The biplane in the logo for Montgomery County, Ohio, represents the county’s connection to the Wright Brothers and Wright-Patterson Air Force Base, known as the “birthplace, home and future of aerospace.” When county engineers decided to repaint a million-gallon water tank in the Meadowdale section of Dayton with the logo design, the last thing they wanted was a protective coating backed by “a wing and a prayer.” Recalled Tnemec coating consultant Dan Haines, “They were looking for long life expectancy from a company with credibility.”
The engineers chose Series 700 HydroFlon, a fluorourethane known for its durability, color options, gloss retention and ease of application, according to Haines. The life expectancy of HydroFlon surpasses traditional urethane topcoats and is an excellent alternative to four-coat systems since it eliminates the need for a clearcoat. The technology features high solids, low volatile organic compounds (VOCs) and superior UV protection.

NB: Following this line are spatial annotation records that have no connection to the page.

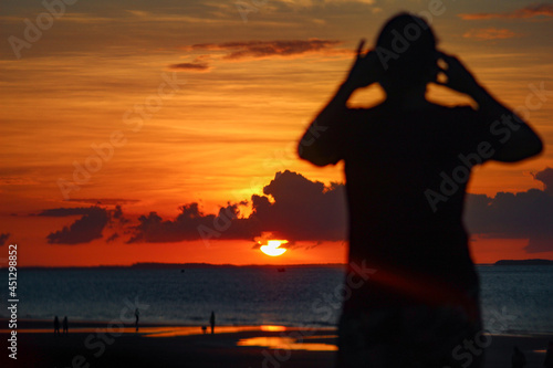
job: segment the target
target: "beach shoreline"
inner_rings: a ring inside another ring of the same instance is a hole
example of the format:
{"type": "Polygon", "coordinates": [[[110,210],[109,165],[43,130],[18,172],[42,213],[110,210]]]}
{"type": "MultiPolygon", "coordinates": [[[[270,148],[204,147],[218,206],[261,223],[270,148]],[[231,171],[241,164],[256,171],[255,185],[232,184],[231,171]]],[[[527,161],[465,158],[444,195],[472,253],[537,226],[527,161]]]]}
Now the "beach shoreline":
{"type": "MultiPolygon", "coordinates": [[[[140,323],[136,332],[129,324],[70,320],[69,335],[55,336],[51,320],[21,319],[17,330],[18,359],[2,349],[2,367],[331,368],[336,343],[335,328],[263,325],[216,326],[211,335],[199,325],[140,323]]],[[[3,328],[0,335],[10,336],[3,328]]],[[[486,350],[486,368],[510,367],[514,346],[525,354],[528,368],[542,367],[549,340],[553,334],[488,335],[489,346],[479,350],[486,350]]]]}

American Suncraft Construction, the painting contractor, began work on the tank in the fall of 2004, starting with abrasive blast cleaning in accordance with SSPC-SP10/NACE 2. A containment system was used throughout the preparation and application work, which was monitored from start to finish by World International Testing. Once the interior was blast-cleaned, a stripe coat of Series 20 Pota-Pox, a polyamide epoxy, was applied on the weld seams with a roller, followed by a prime coat of Series 20 spray-applied at 3.0 to 5.0 mils dry film thickness and two additional spray-applied coats at 4.0 to 6.0 mils dry film thickness each.
Series 90-97 Tneme-Zinc, a two-component, moisture cure, zinc-rich aromatic urethane primer, was applied to the tank’s exterior at 2.5 to 3.5 mils dry film thickness. Next came an intermediate coat of Series 73 Endura-Shield, an aliphatic acrylic polyurethane, at 2.0 to 4.0 mils dry film thickness. Included in the Endura-Shield was a special additive, Series 44-710 Urethane Accelerator, which allowed the coating to be applied in cooler temperatures. “They delayed applying the Series 700 finish coat until spring of 2005 due to concerns about weather conditions,” Haines noted. “They came back in the spring of 2005, power-washed the tank, put on another coat of Endura-Shield and roller-applied the HydroFlon at 2.0 to 3.0 mils dry film thickness.”
“Everyone involved with the project was happy and for future tanks they’ll definitely consider this type of system,” Haines added. “It turned out to be a beautiful job with great graphics.”